NavList:

Francis you wrote:
" I've successfully.used the Fuller slide rule to do lunars using Letcher's formulae,and the John Karl method.I'll try your "easy" series method soon."

Letcher's method for clearing lunars is just another variant of the series method. It's his own slightly quirky approach, but it's fundamentally the same thing. The idea that there are dozens and dozens of methods of working lunars is a classic "lumpers versus splitters" taxonomy problem. If we highlight every tiny variant, then we can fill our "stamp collection" with endless methods and make a mountain out of a molehill. If we recognize the basic mathematics, then there are only a handful of methods, and the whole subject is much less difficult.

You wrote:
"I get good results when starting from RBA (azimuths difference?) but cannot work out how to get the unknown RBA"

Ditch the expression "RBA". It wasn't used historically, and it's not used anywhere except in John's book. You don't need an acronym to describe something as trivial as azimuth difference. It adds no value. You DO see that this is just the difference in azimuth between the two bodies, right??

As for "good results", I commented on that in the last message. Any results which yield an error of 1' at each triangle solution would be considered mediocre to poor results by the standards of lunars. But as I said, you could use rough results as a sanity check. Of course, it doesn't really matter, since there's no real reason to work out this "Lunars by Bygrave" problem except hobbyist amusement, right?

You also wrote:
"A few weeks ago you mentioned another short clearance method. Did you by chance get time to write that up?"

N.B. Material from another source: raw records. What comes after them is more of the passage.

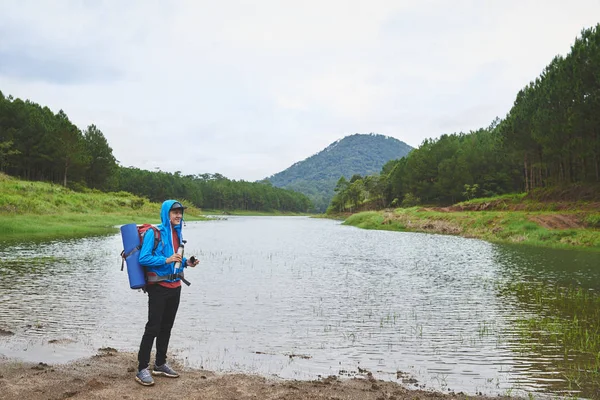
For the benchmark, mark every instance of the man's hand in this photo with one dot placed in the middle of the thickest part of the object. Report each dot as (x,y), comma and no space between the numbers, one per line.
(174,258)
(192,261)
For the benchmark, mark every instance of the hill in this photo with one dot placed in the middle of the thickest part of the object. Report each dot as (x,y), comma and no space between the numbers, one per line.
(360,154)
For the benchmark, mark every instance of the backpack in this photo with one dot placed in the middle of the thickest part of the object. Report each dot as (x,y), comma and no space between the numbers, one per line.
(142,229)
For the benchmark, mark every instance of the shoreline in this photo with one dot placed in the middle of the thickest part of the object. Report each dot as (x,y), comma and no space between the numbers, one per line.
(110,375)
(534,228)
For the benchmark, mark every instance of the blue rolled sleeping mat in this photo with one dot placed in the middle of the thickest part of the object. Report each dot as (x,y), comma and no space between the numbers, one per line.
(131,246)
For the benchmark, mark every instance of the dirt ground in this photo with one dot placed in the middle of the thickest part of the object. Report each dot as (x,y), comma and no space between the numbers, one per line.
(109,375)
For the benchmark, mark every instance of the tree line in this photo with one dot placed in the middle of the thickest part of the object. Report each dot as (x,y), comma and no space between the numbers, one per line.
(550,137)
(37,144)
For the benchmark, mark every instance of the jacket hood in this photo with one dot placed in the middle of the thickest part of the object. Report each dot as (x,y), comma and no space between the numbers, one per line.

I've written it up in NavList messages before, and I described the basics of it not long ago. You do realize that it involves no trig, right? So it won't require that Bygrave! :)

Here's another brief version of it:
In a surprisingly large number of cases, primarily in the tropics, you can clear lunars by mapping onto the equivalent "vertical circle" case. The three inputs to the problem, as always, are the observed lunar arc, and the observed altitudes of the Moon and the other body. The trick is to throw out the altitude of the Moon and replace it with the altitude that would force the other two quantities onto a vertical circle which effectively "collapses" the spherical triangle problem.

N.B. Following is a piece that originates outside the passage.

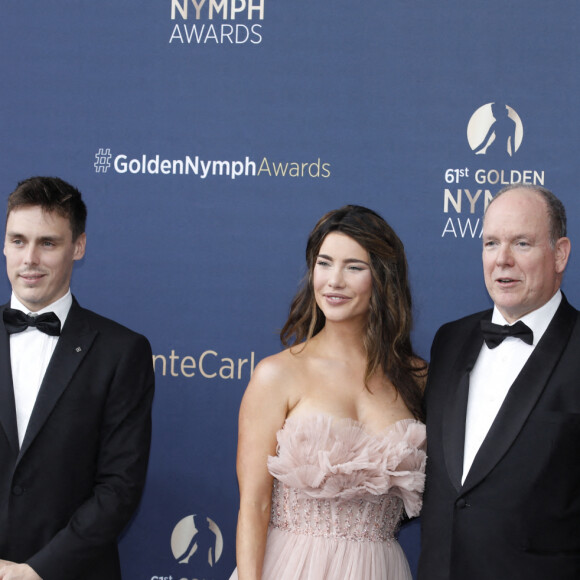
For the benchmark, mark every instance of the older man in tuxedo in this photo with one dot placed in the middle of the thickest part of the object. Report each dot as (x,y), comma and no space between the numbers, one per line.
(75,402)
(502,498)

For a specific example, suppose you're at 5°00'N and 45°00'W on December 9, 2013 at 19:00:00 GMT. The Sun is in the WSW 23°33.0' high (altitude of center, obs'd alt. corrected for SD and dip), the Moon is in the ESE 59°31.2' high (center again), and you measure the lunar distance as 92°22.2'(that's center-to-center after subtracting both SDs). Big complicated spherical trigonometry problem to clear that, right? Or maybe not. Note that the three angles add up to 177°50.7'. If the two objects were on a vertical circle, then the sum would be 180° exactly. So throw out the Moon's altitude and replace it by 64°04.8'. The justification for this step is a story for another day. That fictional altitude is the altitude the Moon would have if it were in the ENE, exactly opposite the Sun in azimuth, on the same vertical circle with the Sun, keeping the other two quantities fixed. Now the sum is 180°00.0' exactly. Ah, but in the case of a vertical circle, the clearing process is trivial. You just add the altitude corrections directly onto the center-to-center distance, and you're done! No spherical trig at all. Note that the Moon's altitude correction is determined from this modified "fictional" altitude for the Moon, but there's no other complication. The clearing equation is nothing more than LDclear=LDobs+corr1+corr2 (with appropriate signs naturally). The only catch is that you need a test to decide whether this technique is applicable; when can we skip the spherical trigonometry? Generally, when the Moon is high in the sky and the distance is close to 90°, it works great. And of course if the two bodies are near a vertical circle in the first place, it also works great. Either a table or a (very brief) calculation can test this out. Since historically navigators frequently shot lunars under just those circumstances where this trick would work, it could have saved a lot of time. And if I get into my Tardis and visit some 18th century lunarians, I can teach them this and they'll all be very grateful, and then it will be part of history and nothing new under the sun.

You concluded:
"I have found a paper by wales 1788 clearly describing lunars taken on the
dolphin, prior to Cook and almanacs and cleared by using 1767 Mariner's Guide. Will send if interested."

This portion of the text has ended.